X-Reality has been on Sony phones for years offering to boost your photos and videos and now it's claiming to deliver HDR from all your sources - local video or content that you stream. With this phone also offering HDR video capture through the camera - which we'll talk about in a second - there's a lot of HDR love.
Given pre-production hardware and pre-release software its difficult to gauge exactly how good the display is; first impressions are of a vibrant LCD and this offers the choice of colour saturation, as well as various other tweaks to get the look you want. We'll bring more details on the display closer to launch.
XZ2 Compact hardware, flagship level
- Qualcomm Snapdragon 845, 4G RAM
- 64GB storage + microSD
- 2870mAh battery and USB Type-C
The Xperia XZ2 Compact gets the same flagship hardware as the big version of this phone, meaning that this is likely to be one of the most powerful small-format devices of 2018. Powered by the Qualcomm Snapdragon 845 with 4GB of RAM and 64GB of storage, it offers microSD expansion.
There's no 3.5mm headphone socket on this model which will irritate some, so you'll have to use the USB Type-C to listen to music and charge the 2870mAh battery. It will support quick charging, as well as Qi wireless charging.
There's full support for Hi-Res audio, with aptX HD and LDAC support for high fidelity wireless connections, as well as boost to the stereo speakers in the phone, which promise to offer a surround sound effect when watching movies.
This is combined with what Sony is calling a Dynamic Vibration System. Basically, it's a device-wide haptics system that will add vibration (if you want it) to a wider range of content, like games or movies. This works a little like Sony's Dual Shock controller, giving you vibrations to match the content and make things feel a little more immersive. It's an interesting idea - and you can choose where you want it or don't want it.

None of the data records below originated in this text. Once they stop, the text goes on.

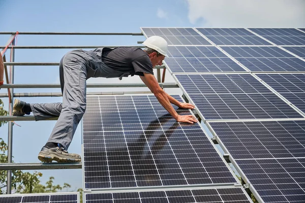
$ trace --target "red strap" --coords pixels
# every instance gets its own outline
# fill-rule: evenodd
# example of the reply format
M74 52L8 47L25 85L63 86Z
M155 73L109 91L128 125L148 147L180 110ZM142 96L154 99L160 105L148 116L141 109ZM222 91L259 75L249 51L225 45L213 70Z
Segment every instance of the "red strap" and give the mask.
M12 42L13 42L13 41L17 37L17 36L18 35L18 34L19 34L19 32L17 31L16 32L16 34L15 34L15 36L14 36L14 38L12 39L12 41L11 41L10 43L9 44L8 44L8 45L4 48L4 49L3 50L3 51L2 52L1 52L1 55L3 55L3 53L5 53L5 51L6 51L6 50L8 48L8 47L9 47L9 46L10 46L10 45L11 44L12 44Z

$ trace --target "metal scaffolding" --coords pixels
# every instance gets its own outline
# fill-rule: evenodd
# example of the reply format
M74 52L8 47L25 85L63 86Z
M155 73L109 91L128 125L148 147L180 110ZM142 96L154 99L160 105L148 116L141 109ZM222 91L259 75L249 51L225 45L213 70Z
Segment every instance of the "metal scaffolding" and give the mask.
M96 48L107 46L113 48L118 46L15 46L15 37L18 35L131 35L143 36L140 33L41 33L41 32L0 32L0 35L11 35L8 42L5 45L0 46L1 53L4 62L5 76L6 84L1 86L2 89L8 89L8 93L0 94L0 98L8 97L10 106L9 116L0 116L0 121L35 121L33 116L16 117L12 116L13 102L14 97L60 97L61 93L14 93L15 88L60 88L60 85L54 84L14 84L14 66L58 66L58 62L15 62L15 49L66 49L66 48ZM138 43L142 42L138 41ZM128 46L135 47L143 48L143 46ZM11 49L10 61L7 62L5 53L7 49ZM8 72L8 66L10 67L10 72ZM176 83L164 83L165 79L165 67L159 66L157 69L157 79L159 84L162 88L178 88ZM163 78L161 80L160 69L163 69ZM162 83L161 83L161 81ZM126 83L126 84L87 84L87 88L140 88L146 87L143 83ZM147 94L148 92L91 92L87 95L123 95L126 94ZM52 120L56 120L55 118ZM1 170L7 170L7 193L11 193L12 170L14 169L32 170L32 169L72 169L81 168L81 163L19 163L12 162L12 145L13 145L13 123L9 122L8 134L8 163L0 164Z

But one of the bigger elements of the hardware is a custom image signal processor that Sony has co-developed with Qualcomm, providing more power for the camera. Which we'll discuss now.
Sony camera offers 4K HDR video, 960fps slow-mo
- 19-megapixel Motion Eye camera
- 4K HDR video capture
- 960fps slow-mo at full HD
Sony is sticking to the Motion Eye camera that it launched on the Xperia XZ1. This 19-megapixel sensor enables some advanced functions because of its stacked design, with RAM being included in the sensor, so that data can be processed much faster than a conventional sensor design.

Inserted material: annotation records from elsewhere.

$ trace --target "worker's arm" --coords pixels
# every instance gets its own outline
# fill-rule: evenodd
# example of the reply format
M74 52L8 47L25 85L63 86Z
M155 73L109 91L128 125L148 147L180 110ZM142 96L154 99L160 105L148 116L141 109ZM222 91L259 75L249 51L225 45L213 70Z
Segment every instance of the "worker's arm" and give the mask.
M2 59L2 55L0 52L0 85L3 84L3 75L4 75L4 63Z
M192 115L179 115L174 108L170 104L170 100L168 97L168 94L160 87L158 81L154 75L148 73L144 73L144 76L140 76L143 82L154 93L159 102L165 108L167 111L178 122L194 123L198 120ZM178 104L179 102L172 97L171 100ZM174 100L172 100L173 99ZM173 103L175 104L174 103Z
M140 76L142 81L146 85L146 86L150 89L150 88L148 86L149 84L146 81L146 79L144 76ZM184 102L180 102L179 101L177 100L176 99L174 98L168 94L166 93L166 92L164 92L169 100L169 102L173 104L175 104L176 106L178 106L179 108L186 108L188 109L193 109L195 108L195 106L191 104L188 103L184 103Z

That's paired with that custom ISP to take things up a notch over the XZ1 camera. The more advanced processing power means that the XZ2 is better at handling noise reduction and better with edge enhancement, for example, so it will produce better photos in all conditions.
But there are two areas where the Xperia XZ2 Compact really hits the ball out of the park. The first is offering HDR video capture - that's 4K HDR captured in hybrid log gamma, making Sony the first company to offer this in a phone.

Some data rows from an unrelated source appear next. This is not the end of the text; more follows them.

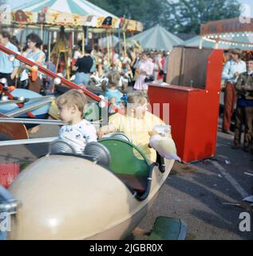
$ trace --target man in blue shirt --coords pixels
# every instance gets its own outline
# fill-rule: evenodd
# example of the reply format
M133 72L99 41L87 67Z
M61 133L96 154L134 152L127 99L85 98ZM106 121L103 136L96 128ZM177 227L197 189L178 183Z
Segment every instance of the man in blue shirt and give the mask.
M14 52L18 52L18 48L10 42L10 37L9 32L0 31L0 44ZM17 59L10 62L9 55L0 51L0 78L6 78L8 86L14 86L19 66L19 62Z
M246 63L240 59L242 51L239 49L233 49L231 56L231 59L225 64L222 72L222 79L226 82L223 131L227 134L229 134L231 118L236 102L235 85L239 74L246 72Z
M241 126L244 124L243 150L253 154L253 58L247 62L247 72L239 76L235 90L238 100L233 148L239 147Z

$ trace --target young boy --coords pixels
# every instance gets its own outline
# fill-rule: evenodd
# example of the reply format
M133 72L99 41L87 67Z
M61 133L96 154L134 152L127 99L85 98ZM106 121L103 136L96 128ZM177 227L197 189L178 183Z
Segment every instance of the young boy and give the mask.
M57 101L61 120L66 123L59 131L59 138L67 141L77 154L82 154L88 142L97 142L94 126L83 119L86 97L77 90L70 90Z

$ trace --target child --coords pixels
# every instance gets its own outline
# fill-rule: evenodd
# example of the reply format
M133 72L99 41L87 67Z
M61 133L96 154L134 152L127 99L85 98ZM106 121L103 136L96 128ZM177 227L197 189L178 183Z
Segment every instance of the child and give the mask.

What difference does that make? From the samples we've seen, HDR video brings tonality and balance that SDR (standard dynamic range) content lacks. For example, the HDR will preserve shadow detail and highlights, where SDR video will give you one or the other. As the phone supports HDR you'll be able to watch it on the phone, but otherwise you'll need to an HDR TV to see the best quality from the video you capture.
Sticking with video, Sony has also boosted the 960fps slow motion offering. Previously this was only available at 720p - HD - but now this has been boosted to 1080p, or full HD. Again, this is quite a step up. The problem that this slow-motion capture presents is being able to get it to film the exact moment you want - something that Samsung has cleverly cracked with automatic motion detection on the Galaxy S9.
We can't judge the performance of these new features until we get more time with the phones with final hardware and software. What we've seen so far is impressive.